Ama gerçek olan şu ki, aşk için dezavantajlı bir yaştayım. Kendimden küçük bir erkekle de çıkamam. Beraber olduğum kişiye saygı duymalıyım, ona sırtımı dayayabilmeliyim. İkinci en büyük sorun da benim yaşımdaki erkeklerin çoğunun evli olması, bu yaşta bekâr bir erkekle karşılaşmak lotoyu yakalamak gibi bir şey. Ne kadar zamandır aşksız yaşadığımı söylemekten
utanıyorum.

- Evliliklerinizi sürdüremediğiniz için pişman mısınız peki?

Pişman değilim ama Yılmaz’la yıpranmayı filan bir yana bırakıp “İlişkimizi nasıl sürdürebiliriz” diye düşünseydik keşke.

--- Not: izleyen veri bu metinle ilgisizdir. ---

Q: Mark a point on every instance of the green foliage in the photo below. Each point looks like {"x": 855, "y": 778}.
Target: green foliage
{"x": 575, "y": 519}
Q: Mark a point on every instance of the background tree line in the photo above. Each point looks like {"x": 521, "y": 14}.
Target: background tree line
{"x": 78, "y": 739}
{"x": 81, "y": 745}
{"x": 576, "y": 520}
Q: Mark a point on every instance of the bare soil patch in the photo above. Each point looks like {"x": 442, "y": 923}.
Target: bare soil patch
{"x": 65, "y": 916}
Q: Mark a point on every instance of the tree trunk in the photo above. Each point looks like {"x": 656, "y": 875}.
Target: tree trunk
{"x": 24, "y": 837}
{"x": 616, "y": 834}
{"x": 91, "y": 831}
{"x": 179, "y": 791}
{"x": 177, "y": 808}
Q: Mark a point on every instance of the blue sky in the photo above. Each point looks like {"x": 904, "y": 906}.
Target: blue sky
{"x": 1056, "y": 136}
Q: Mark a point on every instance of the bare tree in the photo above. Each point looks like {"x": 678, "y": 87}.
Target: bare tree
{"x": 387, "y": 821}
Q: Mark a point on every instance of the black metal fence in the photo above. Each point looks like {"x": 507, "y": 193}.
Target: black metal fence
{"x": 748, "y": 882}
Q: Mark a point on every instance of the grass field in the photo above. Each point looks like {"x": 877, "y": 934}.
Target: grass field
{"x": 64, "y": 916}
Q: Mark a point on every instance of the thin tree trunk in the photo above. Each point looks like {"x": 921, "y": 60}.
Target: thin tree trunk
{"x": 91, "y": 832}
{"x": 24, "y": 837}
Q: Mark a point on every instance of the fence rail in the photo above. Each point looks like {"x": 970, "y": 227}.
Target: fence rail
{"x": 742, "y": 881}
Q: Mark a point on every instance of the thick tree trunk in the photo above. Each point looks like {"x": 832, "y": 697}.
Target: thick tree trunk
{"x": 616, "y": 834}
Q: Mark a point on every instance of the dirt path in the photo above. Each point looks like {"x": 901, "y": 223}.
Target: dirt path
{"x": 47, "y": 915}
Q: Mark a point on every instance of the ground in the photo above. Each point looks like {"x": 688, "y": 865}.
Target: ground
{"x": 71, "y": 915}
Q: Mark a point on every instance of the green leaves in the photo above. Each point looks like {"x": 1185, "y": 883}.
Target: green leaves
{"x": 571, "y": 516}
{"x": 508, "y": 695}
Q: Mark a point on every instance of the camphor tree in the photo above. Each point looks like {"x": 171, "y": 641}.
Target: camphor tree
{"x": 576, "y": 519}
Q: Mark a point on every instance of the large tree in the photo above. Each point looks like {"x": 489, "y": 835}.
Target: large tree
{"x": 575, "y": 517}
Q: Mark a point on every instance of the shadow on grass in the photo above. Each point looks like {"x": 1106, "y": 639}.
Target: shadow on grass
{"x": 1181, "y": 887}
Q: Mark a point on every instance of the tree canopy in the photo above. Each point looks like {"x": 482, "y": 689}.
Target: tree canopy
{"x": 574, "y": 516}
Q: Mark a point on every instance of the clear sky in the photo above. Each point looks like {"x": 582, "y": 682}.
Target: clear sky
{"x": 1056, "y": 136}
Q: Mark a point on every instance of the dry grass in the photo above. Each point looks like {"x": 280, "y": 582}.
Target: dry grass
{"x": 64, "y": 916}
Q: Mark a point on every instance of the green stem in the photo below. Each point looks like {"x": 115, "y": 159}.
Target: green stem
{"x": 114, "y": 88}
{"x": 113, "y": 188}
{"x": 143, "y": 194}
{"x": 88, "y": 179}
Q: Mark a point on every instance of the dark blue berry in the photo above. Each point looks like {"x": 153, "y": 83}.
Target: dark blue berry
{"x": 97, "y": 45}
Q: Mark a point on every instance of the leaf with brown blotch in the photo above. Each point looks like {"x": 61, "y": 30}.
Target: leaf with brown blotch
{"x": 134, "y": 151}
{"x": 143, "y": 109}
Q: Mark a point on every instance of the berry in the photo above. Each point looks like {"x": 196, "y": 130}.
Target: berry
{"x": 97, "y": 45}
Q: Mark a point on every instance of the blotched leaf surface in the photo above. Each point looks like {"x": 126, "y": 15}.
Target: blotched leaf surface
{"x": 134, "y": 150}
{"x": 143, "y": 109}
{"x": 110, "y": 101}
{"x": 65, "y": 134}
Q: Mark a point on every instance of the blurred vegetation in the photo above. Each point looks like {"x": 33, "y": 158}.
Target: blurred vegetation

Çünkü o ilişki devam edebilirdi. Severek ayrıldık. İkinci evliliğim de benim yüzümden bitti. İkinci eşimin hayatına adapte olamadım. Çok tutucu ve içe kapanıktım. Yaşadığım hayat ise bir o kadar hareketliydi. Seyahatler, misafirler, kalabalık bunaltıyordu beni.
Kendimize ayıracak zaman kalmıyordu.

PARA İÇİN OYNAMADIM

- “Paraya ihtiyacım olmasa çalışmam” diyor musunuz bazen?

Mesleğimi severek yapıyorum, hiçbir dizide para için rol almadım. Çok parasız kalsam bile benimsemediğim bir hikâyede oynamam. Bazı oyuncuların diziyi küçümsediğini duyuyorum. Bu yanlış.

- Seyirci oynadığınız roller yüzünden sizi “kötü kadın” ve “şımarık kız” olarak kodladı mı?

Rol aldığım filmlerde hep modern kızı oynadım. Bizim seyirci de bu rolü zengin ve şımarık olarak algıladı. Diğer roller konusunda hiç fırsat verilmedi, sadece Yılmaz’la birlikte olduğumuz filmde bu durumdan biraz yırtmıştım. Mahsun Kırmızıgül, Güneşi Gördüm’de oynatmak istediğini söylemişti. Aradığında, “Hani ben de oynacaktım” dedim.“Abla seni nasıl oynatsaydım, öyle bir karakter canlandırıyorsun ki, filme hiç uymazdı” diye cevap verdi. Oysa ben oyuncuyum, 94 film yaptım, her rolü oynarım.